The subcommittee also received testimony from four retirees hurt by the WEP and GPO: a retired policeman, firefighter, state employee, and teacher. Paula Porter, the retired teacher who worked in Louisiana public schools for 38 years, had to return to work because of the insufficient retirement benefits she received. Because of the GPO, she did not receive Social Security after the death of her husband when she was just 42 years old.
“It was very unfair, because I chose to teach school, that I am denied my husband’s benefits,” Porter told lawmakers.

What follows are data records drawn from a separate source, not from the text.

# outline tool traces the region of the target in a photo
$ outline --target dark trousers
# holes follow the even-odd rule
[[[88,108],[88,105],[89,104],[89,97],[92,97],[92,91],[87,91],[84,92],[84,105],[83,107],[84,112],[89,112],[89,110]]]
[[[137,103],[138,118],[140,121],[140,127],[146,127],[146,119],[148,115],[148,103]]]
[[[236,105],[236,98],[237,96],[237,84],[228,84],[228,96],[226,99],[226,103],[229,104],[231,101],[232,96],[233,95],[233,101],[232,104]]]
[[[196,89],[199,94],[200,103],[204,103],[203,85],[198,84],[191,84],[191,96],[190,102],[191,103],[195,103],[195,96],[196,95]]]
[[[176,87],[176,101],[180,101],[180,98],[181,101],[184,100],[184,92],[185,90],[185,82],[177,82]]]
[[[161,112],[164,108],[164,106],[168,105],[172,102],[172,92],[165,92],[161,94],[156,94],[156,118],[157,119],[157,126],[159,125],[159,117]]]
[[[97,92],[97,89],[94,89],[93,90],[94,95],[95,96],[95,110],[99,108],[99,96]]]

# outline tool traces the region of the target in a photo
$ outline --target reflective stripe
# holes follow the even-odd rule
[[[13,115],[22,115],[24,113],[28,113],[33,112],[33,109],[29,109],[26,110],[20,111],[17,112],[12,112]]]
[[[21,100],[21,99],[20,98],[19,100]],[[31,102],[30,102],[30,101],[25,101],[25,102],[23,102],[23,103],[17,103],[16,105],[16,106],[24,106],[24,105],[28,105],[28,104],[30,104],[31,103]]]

The committee adjourned without taking any official action. Currently, H.R. 82 by Rep. Garrett Graves (R-Louisiana), who was in attendance for the meeting, has over 300 cosponsors in the House. The companion legislation in the Senate, S.597 by Sen. Sherrod Brown (D-Ohio), has over 49 cosponsors. The Social Security Fairness Act gained significant support during the previous session of Congress but did not pass before the House adjourned.
Texas AFT commends the House Ways and Means Committee for taking this action to rectify this historic unfairness.